Chang-Dong Wang received the B.S. degree in Applied Mathematics in 2008 and M.Sc. degree in Computer Science in 2010 from Sun Yat-sen University, Guangzhou, P. R. China. He started the pursuit of the Ph.D. degree with Sun Yat-sen University in September 2010. His current research interests include machine learning, pattern recognition and computer vision, especially focusing on data clustering and its applications in computer vision. He is selected for the IEEE TCII Student Travel Award and gives a 20 min oral presentation in the 10th IEEE International Conference on Data Mining, December 14–17, 2010, Sydney, Australia. His ICDM paper titled ‘‘A Conscience On-line Learning Approach for Kernel-Based Clustering’’ has been selected as one of the best research papers and invited to be extended for publication in the international journal Knowledge and Information Systems.

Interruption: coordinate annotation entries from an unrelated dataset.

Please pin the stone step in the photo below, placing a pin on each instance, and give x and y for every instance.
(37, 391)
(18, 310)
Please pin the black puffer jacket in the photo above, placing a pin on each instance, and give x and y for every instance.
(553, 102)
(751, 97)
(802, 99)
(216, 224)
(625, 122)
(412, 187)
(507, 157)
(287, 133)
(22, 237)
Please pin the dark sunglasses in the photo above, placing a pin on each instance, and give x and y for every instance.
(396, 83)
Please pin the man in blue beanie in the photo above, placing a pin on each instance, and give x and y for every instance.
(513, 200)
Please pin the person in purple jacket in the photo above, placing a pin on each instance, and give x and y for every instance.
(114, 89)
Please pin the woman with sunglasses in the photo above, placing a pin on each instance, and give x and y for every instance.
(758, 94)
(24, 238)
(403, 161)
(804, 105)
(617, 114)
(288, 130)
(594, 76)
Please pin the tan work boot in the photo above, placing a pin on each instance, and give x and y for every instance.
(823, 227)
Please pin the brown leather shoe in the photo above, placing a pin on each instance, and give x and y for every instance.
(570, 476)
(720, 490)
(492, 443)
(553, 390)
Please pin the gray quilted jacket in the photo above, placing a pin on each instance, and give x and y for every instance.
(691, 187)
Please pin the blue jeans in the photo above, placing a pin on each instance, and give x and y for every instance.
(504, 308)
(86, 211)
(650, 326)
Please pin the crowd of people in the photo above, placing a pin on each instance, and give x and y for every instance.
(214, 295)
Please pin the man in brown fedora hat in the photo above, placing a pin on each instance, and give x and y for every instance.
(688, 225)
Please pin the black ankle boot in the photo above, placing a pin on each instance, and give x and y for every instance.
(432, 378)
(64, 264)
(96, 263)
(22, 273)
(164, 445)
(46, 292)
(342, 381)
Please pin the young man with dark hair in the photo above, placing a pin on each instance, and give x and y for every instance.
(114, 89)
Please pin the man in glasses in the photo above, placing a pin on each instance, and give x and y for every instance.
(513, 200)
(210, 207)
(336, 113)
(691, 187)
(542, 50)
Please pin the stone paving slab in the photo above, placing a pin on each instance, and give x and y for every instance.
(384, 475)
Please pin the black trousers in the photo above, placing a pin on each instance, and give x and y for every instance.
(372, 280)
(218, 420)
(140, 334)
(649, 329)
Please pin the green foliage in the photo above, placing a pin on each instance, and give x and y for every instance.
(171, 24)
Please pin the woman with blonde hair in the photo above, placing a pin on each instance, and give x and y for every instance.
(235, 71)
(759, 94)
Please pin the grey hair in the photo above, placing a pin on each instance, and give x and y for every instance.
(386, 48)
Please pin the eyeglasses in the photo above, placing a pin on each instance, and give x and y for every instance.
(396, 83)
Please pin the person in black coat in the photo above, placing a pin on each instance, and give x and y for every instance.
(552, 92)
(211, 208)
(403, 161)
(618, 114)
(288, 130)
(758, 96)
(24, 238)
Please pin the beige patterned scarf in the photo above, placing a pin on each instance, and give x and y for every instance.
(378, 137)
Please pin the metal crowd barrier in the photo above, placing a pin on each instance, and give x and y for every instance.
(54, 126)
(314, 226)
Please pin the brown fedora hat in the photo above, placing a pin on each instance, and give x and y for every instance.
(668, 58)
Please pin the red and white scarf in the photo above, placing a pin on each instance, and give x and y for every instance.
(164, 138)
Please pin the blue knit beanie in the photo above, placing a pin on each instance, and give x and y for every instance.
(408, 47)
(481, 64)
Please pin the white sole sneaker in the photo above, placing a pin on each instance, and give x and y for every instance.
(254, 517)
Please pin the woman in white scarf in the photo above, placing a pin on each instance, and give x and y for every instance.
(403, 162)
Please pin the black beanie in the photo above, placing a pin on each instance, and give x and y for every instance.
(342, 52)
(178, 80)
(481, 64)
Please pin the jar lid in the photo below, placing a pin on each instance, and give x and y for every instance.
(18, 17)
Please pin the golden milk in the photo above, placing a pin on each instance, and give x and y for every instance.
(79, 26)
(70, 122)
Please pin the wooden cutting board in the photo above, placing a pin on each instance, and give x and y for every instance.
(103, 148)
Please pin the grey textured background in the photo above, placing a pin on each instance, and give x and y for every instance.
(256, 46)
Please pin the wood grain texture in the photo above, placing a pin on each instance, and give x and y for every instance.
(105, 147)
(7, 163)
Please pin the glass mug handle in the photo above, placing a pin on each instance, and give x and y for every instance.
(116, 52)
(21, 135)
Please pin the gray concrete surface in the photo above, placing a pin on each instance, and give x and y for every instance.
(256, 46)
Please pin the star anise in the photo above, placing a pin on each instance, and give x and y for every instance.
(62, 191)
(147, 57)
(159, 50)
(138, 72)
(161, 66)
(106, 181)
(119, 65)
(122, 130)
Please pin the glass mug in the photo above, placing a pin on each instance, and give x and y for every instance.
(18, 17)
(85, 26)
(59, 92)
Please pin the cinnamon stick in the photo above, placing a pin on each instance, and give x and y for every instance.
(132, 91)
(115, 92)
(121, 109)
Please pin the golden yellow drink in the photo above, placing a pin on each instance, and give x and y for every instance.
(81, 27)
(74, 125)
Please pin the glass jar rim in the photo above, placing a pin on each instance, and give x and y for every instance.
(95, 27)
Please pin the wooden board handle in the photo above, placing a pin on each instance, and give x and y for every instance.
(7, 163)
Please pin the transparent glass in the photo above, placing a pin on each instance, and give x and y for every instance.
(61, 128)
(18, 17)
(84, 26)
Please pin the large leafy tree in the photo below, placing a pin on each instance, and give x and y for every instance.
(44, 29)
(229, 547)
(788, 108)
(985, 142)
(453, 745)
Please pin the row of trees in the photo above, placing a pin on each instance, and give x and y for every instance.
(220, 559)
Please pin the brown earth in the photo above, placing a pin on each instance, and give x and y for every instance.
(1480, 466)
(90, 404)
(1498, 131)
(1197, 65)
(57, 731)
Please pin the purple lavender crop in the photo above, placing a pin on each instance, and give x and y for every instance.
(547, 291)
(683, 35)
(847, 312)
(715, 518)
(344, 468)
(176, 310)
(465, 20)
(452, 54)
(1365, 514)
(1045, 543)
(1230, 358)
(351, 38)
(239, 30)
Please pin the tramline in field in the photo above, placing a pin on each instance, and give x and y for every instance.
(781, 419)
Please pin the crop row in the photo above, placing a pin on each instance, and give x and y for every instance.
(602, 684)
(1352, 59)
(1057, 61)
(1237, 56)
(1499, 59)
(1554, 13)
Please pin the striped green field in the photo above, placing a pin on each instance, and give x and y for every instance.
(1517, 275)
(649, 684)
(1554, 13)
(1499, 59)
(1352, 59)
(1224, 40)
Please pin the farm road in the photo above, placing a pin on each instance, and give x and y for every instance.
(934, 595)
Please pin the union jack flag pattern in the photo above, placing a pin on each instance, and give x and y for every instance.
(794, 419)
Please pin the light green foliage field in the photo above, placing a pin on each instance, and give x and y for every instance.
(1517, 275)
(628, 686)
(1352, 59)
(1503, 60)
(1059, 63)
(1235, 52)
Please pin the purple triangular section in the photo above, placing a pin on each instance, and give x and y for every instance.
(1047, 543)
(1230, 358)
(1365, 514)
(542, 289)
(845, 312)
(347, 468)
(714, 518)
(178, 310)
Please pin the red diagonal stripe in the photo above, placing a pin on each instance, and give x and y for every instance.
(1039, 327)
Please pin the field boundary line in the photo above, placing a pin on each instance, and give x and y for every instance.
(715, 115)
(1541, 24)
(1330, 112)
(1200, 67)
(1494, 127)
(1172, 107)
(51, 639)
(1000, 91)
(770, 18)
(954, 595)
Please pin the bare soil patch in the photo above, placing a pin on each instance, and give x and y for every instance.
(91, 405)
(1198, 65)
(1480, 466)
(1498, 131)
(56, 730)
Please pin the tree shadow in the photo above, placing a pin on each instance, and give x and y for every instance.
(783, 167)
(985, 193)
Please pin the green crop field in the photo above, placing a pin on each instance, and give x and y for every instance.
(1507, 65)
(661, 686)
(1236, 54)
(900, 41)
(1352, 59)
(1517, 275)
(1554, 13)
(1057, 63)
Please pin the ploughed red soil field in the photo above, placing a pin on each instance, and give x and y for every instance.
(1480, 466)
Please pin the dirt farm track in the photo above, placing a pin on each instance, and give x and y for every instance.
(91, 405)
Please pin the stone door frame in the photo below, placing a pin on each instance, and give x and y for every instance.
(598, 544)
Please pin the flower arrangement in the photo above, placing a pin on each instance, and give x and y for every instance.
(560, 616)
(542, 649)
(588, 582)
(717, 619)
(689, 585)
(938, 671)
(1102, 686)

Jian-Huang Lai received his M.Sc. degree in Applied Mathematics in 1989 and his Ph.D. in Mathematics in 1999 from SUN Yat-sen University, China. He joined Sun Yat-sen University in 1989 as an Assistant Professor, where currently, he is a Professor with the Department of Automation of School of Information Science and Technology and vice dean of School of Information Science and Technology. Dr. Lai had successfully organized the International Conference on Advances in Biometric Personal Authentication’2004, which was also the Fifth Chinese Conference on Biometric Recognition (Sinobiometrics’04), Guangzhou, in December 2004. He has taken charge of more than five research projects, including NSF-Guangdong (no. U0835005), NSFC (no. 60144001, 60373082, 60675016), the Key (Keygrant) Project of Chinese Ministry of Education (no. 105134), and NSF of Guangdong, China (no. 021766, 06023194). He has published over 80 scientific papers in the international journals and conferences on image processing and pattern recognition. His current research interests are in the areas of digital image processing, pattern recognition, multimedia communication, wavelet and its applications. Prof. Lai serves as a standing member of the Image and Graphics Association of China and also serves as a standing Director of the Image and Graphics Association of Guangdong.